Source: examples/durable_broadcast.zig

Durable broadcast is the first example that combines disk and network in one harness. It models a service that writes one operation to a local WAL, syncs it, then broadcasts the operation to three replicas and waits for a quorum of acknowledgements.

The example is deliberately narrow: one fixed-size WAL record, one operation, and scripted crash/restart. The roadmap tracks follow-ups for extracting the duplicated WAL framing helper, adding a probabilistic buggy fuzz/search variant, splitting happy-path and crash-recovery scenarios, and growing this into a multi-record recovery case.

The checker asserts the cross-subsystem invariant:

  • if a quorum acknowledged an operation, that operation must be recoverable from local durable storage after crash/restart;
  • if any replica accepted an operation, it must match the recovered durable operation.

Run the correct scenario:

zig build run-example -- durable-broadcast --seed 12648430 --summary

The deliberately buggy scenario broadcasts before syncing. The replicas can acknowledge the operation, then a crash loses the pending WAL write.
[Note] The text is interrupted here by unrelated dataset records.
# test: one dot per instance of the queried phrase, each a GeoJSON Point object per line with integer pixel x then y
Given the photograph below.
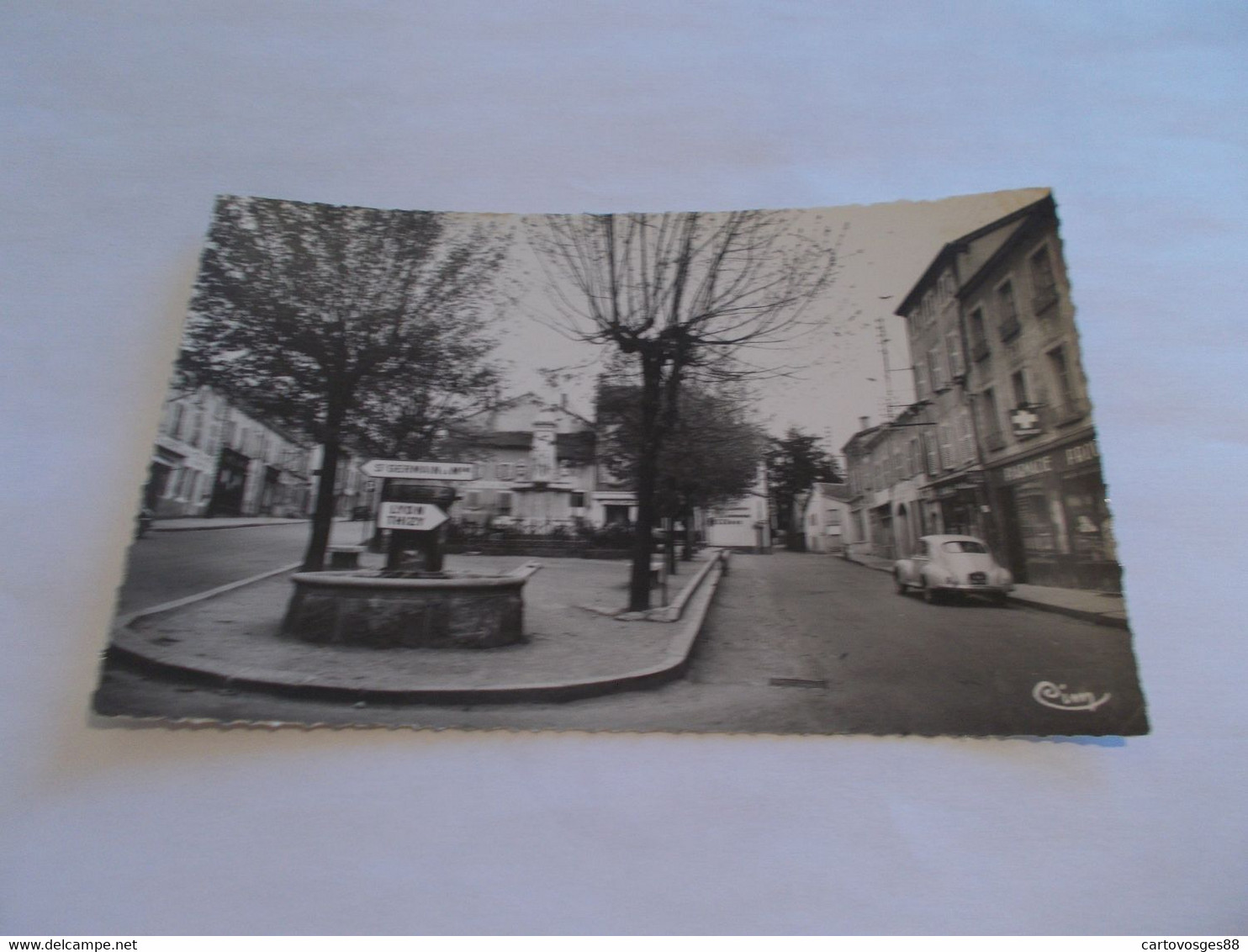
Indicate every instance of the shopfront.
{"type": "Point", "coordinates": [1055, 521]}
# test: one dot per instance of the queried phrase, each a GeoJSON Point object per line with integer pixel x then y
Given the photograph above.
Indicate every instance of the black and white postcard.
{"type": "Point", "coordinates": [830, 471]}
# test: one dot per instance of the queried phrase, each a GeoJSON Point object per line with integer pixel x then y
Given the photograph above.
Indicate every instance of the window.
{"type": "Point", "coordinates": [1044, 285]}
{"type": "Point", "coordinates": [990, 420]}
{"type": "Point", "coordinates": [946, 446]}
{"type": "Point", "coordinates": [175, 425]}
{"type": "Point", "coordinates": [1007, 312]}
{"type": "Point", "coordinates": [1020, 389]}
{"type": "Point", "coordinates": [955, 353]}
{"type": "Point", "coordinates": [933, 453]}
{"type": "Point", "coordinates": [1071, 405]}
{"type": "Point", "coordinates": [979, 337]}
{"type": "Point", "coordinates": [936, 367]}
{"type": "Point", "coordinates": [920, 381]}
{"type": "Point", "coordinates": [967, 428]}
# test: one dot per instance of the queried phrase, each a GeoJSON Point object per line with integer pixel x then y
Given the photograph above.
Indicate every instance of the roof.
{"type": "Point", "coordinates": [574, 447]}
{"type": "Point", "coordinates": [834, 490]}
{"type": "Point", "coordinates": [980, 245]}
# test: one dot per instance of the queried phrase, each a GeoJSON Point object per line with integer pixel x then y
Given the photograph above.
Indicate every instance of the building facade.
{"type": "Point", "coordinates": [825, 518]}
{"type": "Point", "coordinates": [1028, 387]}
{"type": "Point", "coordinates": [998, 442]}
{"type": "Point", "coordinates": [536, 468]}
{"type": "Point", "coordinates": [214, 458]}
{"type": "Point", "coordinates": [745, 523]}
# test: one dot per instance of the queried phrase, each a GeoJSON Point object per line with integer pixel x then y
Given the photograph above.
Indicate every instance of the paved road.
{"type": "Point", "coordinates": [796, 644]}
{"type": "Point", "coordinates": [167, 565]}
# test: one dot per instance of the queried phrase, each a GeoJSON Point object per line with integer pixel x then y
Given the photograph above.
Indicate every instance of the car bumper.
{"type": "Point", "coordinates": [966, 588]}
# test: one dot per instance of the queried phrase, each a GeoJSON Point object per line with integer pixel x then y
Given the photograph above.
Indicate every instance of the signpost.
{"type": "Point", "coordinates": [412, 516]}
{"type": "Point", "coordinates": [413, 505]}
{"type": "Point", "coordinates": [407, 469]}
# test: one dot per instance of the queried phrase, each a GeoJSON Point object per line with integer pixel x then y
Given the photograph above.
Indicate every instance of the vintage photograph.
{"type": "Point", "coordinates": [825, 471]}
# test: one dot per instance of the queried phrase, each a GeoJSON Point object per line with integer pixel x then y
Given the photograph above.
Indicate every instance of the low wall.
{"type": "Point", "coordinates": [345, 608]}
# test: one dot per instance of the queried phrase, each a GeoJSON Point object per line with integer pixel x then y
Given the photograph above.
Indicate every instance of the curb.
{"type": "Point", "coordinates": [157, 528]}
{"type": "Point", "coordinates": [1083, 616]}
{"type": "Point", "coordinates": [128, 621]}
{"type": "Point", "coordinates": [673, 664]}
{"type": "Point", "coordinates": [1096, 619]}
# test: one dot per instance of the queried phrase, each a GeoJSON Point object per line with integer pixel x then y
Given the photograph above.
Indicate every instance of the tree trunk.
{"type": "Point", "coordinates": [686, 521]}
{"type": "Point", "coordinates": [322, 516]}
{"type": "Point", "coordinates": [647, 484]}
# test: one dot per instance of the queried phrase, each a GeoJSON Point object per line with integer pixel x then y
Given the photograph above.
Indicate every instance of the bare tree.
{"type": "Point", "coordinates": [711, 456]}
{"type": "Point", "coordinates": [342, 323]}
{"type": "Point", "coordinates": [680, 294]}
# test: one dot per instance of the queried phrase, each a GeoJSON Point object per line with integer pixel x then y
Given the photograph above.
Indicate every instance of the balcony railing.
{"type": "Point", "coordinates": [1044, 299]}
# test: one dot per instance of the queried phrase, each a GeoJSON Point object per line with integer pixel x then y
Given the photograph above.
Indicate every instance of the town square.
{"type": "Point", "coordinates": [810, 472]}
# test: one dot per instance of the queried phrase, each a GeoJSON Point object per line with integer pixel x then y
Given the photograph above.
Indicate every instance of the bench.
{"type": "Point", "coordinates": [345, 557]}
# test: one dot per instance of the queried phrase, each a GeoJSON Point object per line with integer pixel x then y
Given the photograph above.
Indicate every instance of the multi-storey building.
{"type": "Point", "coordinates": [998, 442]}
{"type": "Point", "coordinates": [536, 467]}
{"type": "Point", "coordinates": [1029, 392]}
{"type": "Point", "coordinates": [214, 458]}
{"type": "Point", "coordinates": [885, 468]}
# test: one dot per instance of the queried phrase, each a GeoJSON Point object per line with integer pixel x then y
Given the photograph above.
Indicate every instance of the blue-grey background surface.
{"type": "Point", "coordinates": [121, 121]}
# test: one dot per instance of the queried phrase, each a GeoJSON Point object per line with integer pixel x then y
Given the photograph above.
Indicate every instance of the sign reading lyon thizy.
{"type": "Point", "coordinates": [413, 516]}
{"type": "Point", "coordinates": [406, 469]}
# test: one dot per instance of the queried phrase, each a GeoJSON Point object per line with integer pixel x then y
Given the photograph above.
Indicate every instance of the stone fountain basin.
{"type": "Point", "coordinates": [368, 609]}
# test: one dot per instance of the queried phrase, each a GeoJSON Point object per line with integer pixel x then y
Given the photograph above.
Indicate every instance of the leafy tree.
{"type": "Point", "coordinates": [794, 462]}
{"type": "Point", "coordinates": [680, 296]}
{"type": "Point", "coordinates": [352, 325]}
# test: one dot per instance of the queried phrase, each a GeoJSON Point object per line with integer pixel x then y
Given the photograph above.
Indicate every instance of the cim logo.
{"type": "Point", "coordinates": [1061, 699]}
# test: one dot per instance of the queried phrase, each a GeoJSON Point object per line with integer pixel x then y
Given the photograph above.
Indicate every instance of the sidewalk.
{"type": "Point", "coordinates": [182, 524]}
{"type": "Point", "coordinates": [1103, 608]}
{"type": "Point", "coordinates": [577, 645]}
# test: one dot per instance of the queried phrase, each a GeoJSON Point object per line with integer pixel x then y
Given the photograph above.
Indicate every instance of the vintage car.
{"type": "Point", "coordinates": [953, 564]}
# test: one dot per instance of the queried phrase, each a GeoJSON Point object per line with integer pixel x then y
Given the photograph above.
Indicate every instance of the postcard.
{"type": "Point", "coordinates": [827, 471]}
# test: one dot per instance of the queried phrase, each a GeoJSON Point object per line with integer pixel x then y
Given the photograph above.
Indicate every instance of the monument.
{"type": "Point", "coordinates": [412, 601]}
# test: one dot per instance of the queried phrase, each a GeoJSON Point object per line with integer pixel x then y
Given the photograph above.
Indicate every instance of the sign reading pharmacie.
{"type": "Point", "coordinates": [410, 469]}
{"type": "Point", "coordinates": [1056, 462]}
{"type": "Point", "coordinates": [410, 516]}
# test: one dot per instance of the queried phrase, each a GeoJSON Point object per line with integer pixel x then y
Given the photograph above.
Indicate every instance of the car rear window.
{"type": "Point", "coordinates": [964, 546]}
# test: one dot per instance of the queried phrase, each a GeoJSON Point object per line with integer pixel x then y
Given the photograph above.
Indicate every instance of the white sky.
{"type": "Point", "coordinates": [882, 251]}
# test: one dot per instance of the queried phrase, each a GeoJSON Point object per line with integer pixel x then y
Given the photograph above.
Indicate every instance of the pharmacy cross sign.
{"type": "Point", "coordinates": [1025, 422]}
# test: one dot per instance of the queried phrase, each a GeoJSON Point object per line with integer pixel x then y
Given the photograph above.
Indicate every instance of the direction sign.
{"type": "Point", "coordinates": [413, 516]}
{"type": "Point", "coordinates": [406, 469]}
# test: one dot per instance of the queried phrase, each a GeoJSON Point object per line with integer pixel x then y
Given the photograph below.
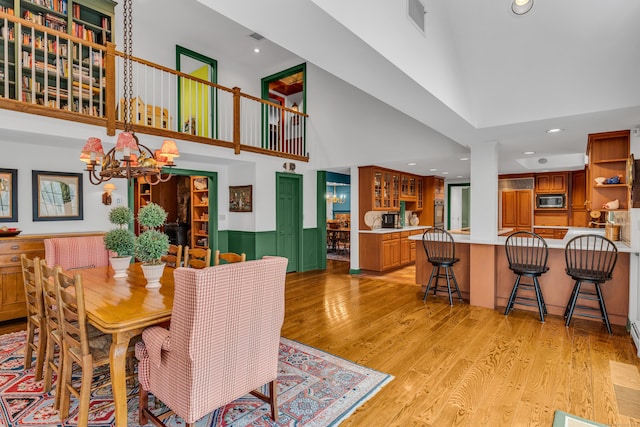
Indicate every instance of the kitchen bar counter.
{"type": "Point", "coordinates": [485, 280]}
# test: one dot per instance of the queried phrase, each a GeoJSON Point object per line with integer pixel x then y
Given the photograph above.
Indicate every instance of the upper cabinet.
{"type": "Point", "coordinates": [555, 182]}
{"type": "Point", "coordinates": [608, 159]}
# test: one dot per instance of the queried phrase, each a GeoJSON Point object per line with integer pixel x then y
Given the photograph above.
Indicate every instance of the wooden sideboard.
{"type": "Point", "coordinates": [12, 300]}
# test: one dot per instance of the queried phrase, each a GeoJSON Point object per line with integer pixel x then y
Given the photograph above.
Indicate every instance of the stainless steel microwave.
{"type": "Point", "coordinates": [550, 201]}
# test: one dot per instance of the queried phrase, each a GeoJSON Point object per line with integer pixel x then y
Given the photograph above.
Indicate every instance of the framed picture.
{"type": "Point", "coordinates": [8, 195]}
{"type": "Point", "coordinates": [57, 196]}
{"type": "Point", "coordinates": [241, 199]}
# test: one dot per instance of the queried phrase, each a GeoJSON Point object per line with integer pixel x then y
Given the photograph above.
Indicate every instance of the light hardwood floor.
{"type": "Point", "coordinates": [454, 366]}
{"type": "Point", "coordinates": [460, 365]}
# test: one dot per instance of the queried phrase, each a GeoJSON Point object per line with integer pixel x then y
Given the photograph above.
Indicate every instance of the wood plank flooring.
{"type": "Point", "coordinates": [460, 365]}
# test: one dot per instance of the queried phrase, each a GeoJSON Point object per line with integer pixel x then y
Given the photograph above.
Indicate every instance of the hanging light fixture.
{"type": "Point", "coordinates": [128, 159]}
{"type": "Point", "coordinates": [334, 198]}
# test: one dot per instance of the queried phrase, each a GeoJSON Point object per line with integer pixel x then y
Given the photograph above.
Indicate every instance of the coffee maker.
{"type": "Point", "coordinates": [390, 220]}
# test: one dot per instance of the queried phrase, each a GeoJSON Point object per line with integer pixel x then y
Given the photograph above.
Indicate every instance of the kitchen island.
{"type": "Point", "coordinates": [485, 280]}
{"type": "Point", "coordinates": [383, 249]}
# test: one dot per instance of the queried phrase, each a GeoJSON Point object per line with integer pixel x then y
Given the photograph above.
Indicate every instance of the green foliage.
{"type": "Point", "coordinates": [150, 246]}
{"type": "Point", "coordinates": [152, 215]}
{"type": "Point", "coordinates": [120, 241]}
{"type": "Point", "coordinates": [121, 215]}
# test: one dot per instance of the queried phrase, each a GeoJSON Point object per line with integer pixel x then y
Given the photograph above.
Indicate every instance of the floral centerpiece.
{"type": "Point", "coordinates": [120, 240]}
{"type": "Point", "coordinates": [152, 244]}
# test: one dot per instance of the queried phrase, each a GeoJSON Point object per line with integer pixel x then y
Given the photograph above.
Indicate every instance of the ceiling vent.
{"type": "Point", "coordinates": [416, 12]}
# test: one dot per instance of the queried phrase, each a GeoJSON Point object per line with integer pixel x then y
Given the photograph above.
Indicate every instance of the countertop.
{"type": "Point", "coordinates": [396, 230]}
{"type": "Point", "coordinates": [551, 243]}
The checker catches that the network-visible operation was not durable:

zig build run-example -- durable-broadcast-bug --seed 12648430 --expect-failure

Useful trace events include:

durable.broadcast.quorum op=1 value=99 acks=3
disk.crash_write op=0 path=durable_broadcast.wal offset=0 len=24 result=lost
durable.invariant_violation reason=quorum_without_durable

Example Rules

  • Keep examples focused and readable.
  • Prefer one clear service behavior over a broad feature tour.
  • Route time and randomness through Marionette interfaces.
  • Return or expose traces so tests can compare replay behavior.
  • Avoid std.time, unseeded randomness, threads, filesystem, and network calls in simulated example code.